Вернувшись в усадьбу, Гест пошел к сараю возле бухты и обнаружил, что он пуст, дверь взломали изнутри железным прутом, который погнутый стоял тут же, за створкой. Он зашагал обратно, хотел наведаться к Хаварду, но канул в ночь с чадящими кострами звезд. Ударился лбом о каменный порог и лежал там без движения, пока теплые руки не подняли его, не отнесли в дом, на постель.

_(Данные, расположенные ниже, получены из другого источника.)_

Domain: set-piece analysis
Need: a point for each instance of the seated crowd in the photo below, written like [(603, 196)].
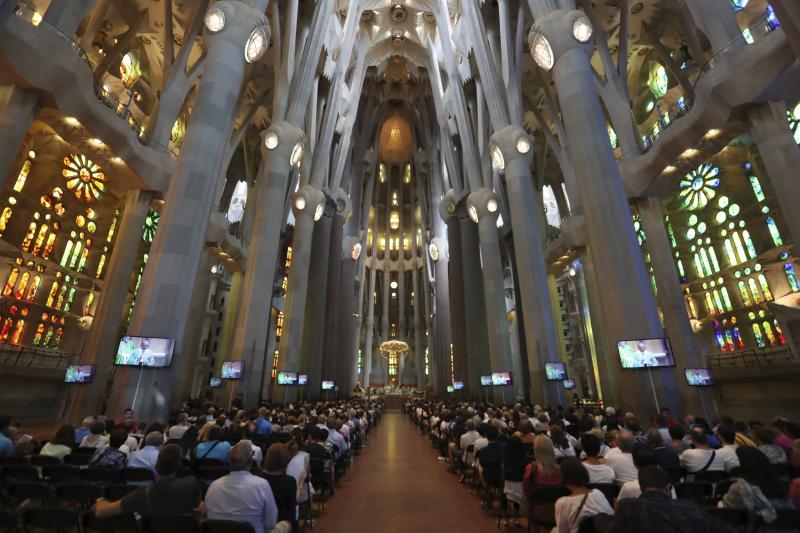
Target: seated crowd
[(584, 469), (262, 467)]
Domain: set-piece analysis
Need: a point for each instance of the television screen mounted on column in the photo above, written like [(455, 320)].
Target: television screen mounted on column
[(79, 374), (232, 369), (555, 371), (698, 377), (287, 378), (645, 353), (151, 352), (501, 378)]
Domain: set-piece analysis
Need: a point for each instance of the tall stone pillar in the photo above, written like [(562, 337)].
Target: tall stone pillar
[(370, 321), (455, 276), (163, 304), (483, 206), (478, 363), (541, 340), (442, 320), (104, 335), (627, 297), (263, 254), (673, 306), (18, 108), (308, 205), (781, 156), (317, 300)]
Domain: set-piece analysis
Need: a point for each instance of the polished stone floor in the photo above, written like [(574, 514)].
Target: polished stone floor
[(398, 485)]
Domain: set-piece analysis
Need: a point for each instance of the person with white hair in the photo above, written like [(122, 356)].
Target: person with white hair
[(240, 495)]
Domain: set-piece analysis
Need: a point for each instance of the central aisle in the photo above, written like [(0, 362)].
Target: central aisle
[(398, 485)]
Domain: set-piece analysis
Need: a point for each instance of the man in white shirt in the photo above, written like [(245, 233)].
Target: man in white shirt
[(701, 458), (468, 438), (177, 431), (643, 456), (598, 472), (240, 495), (727, 436), (622, 462)]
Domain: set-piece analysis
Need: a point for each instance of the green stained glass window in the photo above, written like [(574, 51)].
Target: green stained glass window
[(657, 80), (791, 277), (150, 226), (699, 186), (756, 185)]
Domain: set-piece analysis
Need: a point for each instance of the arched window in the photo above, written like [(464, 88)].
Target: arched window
[(751, 284), (16, 335), (52, 295), (22, 285), (791, 277), (48, 247), (762, 282), (35, 282), (773, 231), (758, 336), (769, 334), (10, 282), (4, 218), (29, 235)]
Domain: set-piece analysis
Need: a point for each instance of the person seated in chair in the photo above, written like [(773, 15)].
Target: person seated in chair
[(654, 511), (214, 447), (169, 494), (240, 495), (582, 503), (111, 456)]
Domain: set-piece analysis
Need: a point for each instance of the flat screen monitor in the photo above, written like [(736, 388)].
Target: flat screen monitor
[(287, 378), (698, 377), (501, 378), (144, 351), (555, 371), (645, 353), (232, 369), (79, 374)]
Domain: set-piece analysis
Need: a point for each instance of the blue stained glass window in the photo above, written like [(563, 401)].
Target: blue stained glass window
[(773, 231)]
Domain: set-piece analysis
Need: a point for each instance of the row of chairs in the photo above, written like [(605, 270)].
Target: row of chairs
[(64, 520)]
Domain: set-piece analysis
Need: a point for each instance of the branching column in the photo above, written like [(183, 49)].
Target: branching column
[(163, 305)]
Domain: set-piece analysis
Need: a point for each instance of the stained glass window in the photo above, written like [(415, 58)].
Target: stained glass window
[(699, 186), (791, 277), (794, 121), (762, 282), (22, 177), (84, 178), (756, 185), (16, 335), (744, 293), (150, 225), (758, 336), (773, 231)]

Открыв глаза, он увидел Асу, девушка сидела у двери, в клубах пара, валивших из ушата с водой, белый ее лоб влажно поблескивал, крохотные капельки искрились на губах, в незримом пушке на подбородке; она опустила в воду тряпицу, прополоскала, вытащила, подождала, когда можно будет отжать, и вздрогнула от неожиданности, перехватив его взгляд. В тот же миг лицо ее привычно застыло, и она стала похожа на Ингибьёрг, даже слишком похожа. Гест покосился на свое обнаженное плечо: рана была чистая, но не затянулась, выглядела совсем свежей, он не чувствовал прикосновений Асы, чувствовал только рану — спиной, всеми членами, желудком и лицом, а вот голова словно полна тяжелого, мокрого снега.

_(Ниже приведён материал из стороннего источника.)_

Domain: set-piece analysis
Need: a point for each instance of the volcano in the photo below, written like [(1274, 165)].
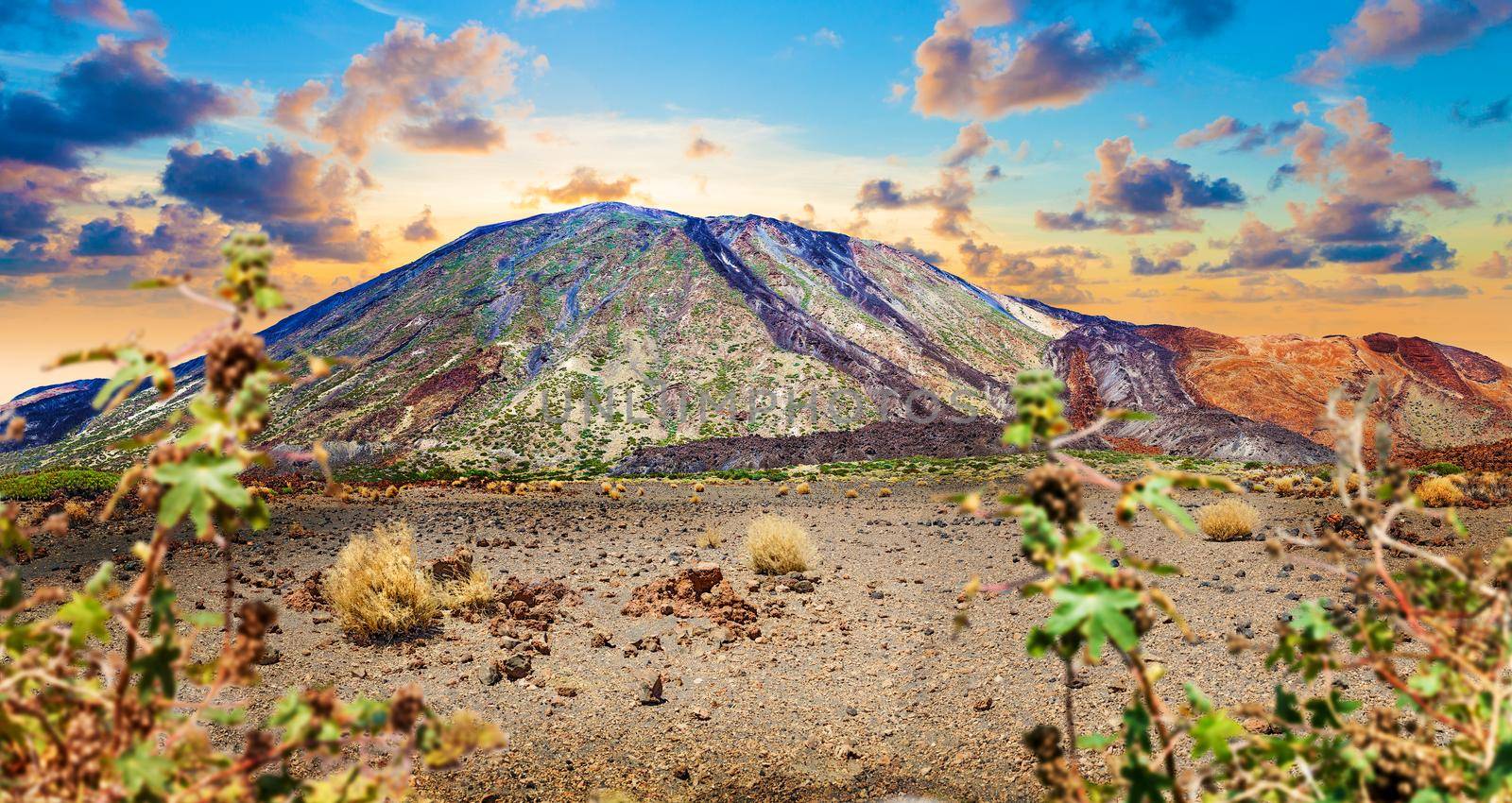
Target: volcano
[(619, 334)]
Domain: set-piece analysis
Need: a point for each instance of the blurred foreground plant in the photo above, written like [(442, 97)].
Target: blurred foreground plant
[(1433, 632), (100, 692)]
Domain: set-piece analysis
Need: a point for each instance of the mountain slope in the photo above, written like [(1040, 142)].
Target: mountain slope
[(673, 329)]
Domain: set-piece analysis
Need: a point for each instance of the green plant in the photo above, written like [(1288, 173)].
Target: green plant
[(1431, 632), (102, 692), (37, 486)]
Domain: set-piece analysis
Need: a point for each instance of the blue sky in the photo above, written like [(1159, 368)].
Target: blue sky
[(841, 115)]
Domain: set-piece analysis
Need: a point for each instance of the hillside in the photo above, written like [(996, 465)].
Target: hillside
[(489, 351)]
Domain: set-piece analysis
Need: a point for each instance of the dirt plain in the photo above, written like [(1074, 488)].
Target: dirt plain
[(853, 690)]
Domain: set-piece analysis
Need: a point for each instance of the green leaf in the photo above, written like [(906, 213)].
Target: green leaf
[(1211, 734), (88, 617), (144, 772), (196, 486), (1096, 611)]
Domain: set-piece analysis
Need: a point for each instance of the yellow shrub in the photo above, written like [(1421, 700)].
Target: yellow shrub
[(1228, 519), (375, 586), (475, 591), (1441, 492), (776, 546)]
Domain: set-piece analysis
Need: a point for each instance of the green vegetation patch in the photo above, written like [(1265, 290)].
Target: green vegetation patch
[(60, 481)]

— Сейчас ты, по крайней мере, не смеешься, — сказала Аса и отдернула руку, точно опасаясь заразы. Гест тщетно попытался состроить гримасу, и она удовлетворенно кивнула. — Ты вечно смеешься. Потому и не нравился мне.
— А теперь я тебе нужен?
— Нет, — ответила она.
Гест спросил, что она рассказала Онунду. Но она сосредоточилась на ране и заговорила о том, что хорошо умеет врачевать, у нее это от матери, и отец с братьями на себе в этом убедились, все раны, какие лечила Аса, зарастали, даже шрамов не оставалось; она заметила, что Гест холодный, будто покойник, стало быть, лечить надобно теплом, телесные соки у него вышли из равновесия, слишком много в них черной жёлчи, а виной тому либо чары и проклятие, либо отрава на лезвии топора.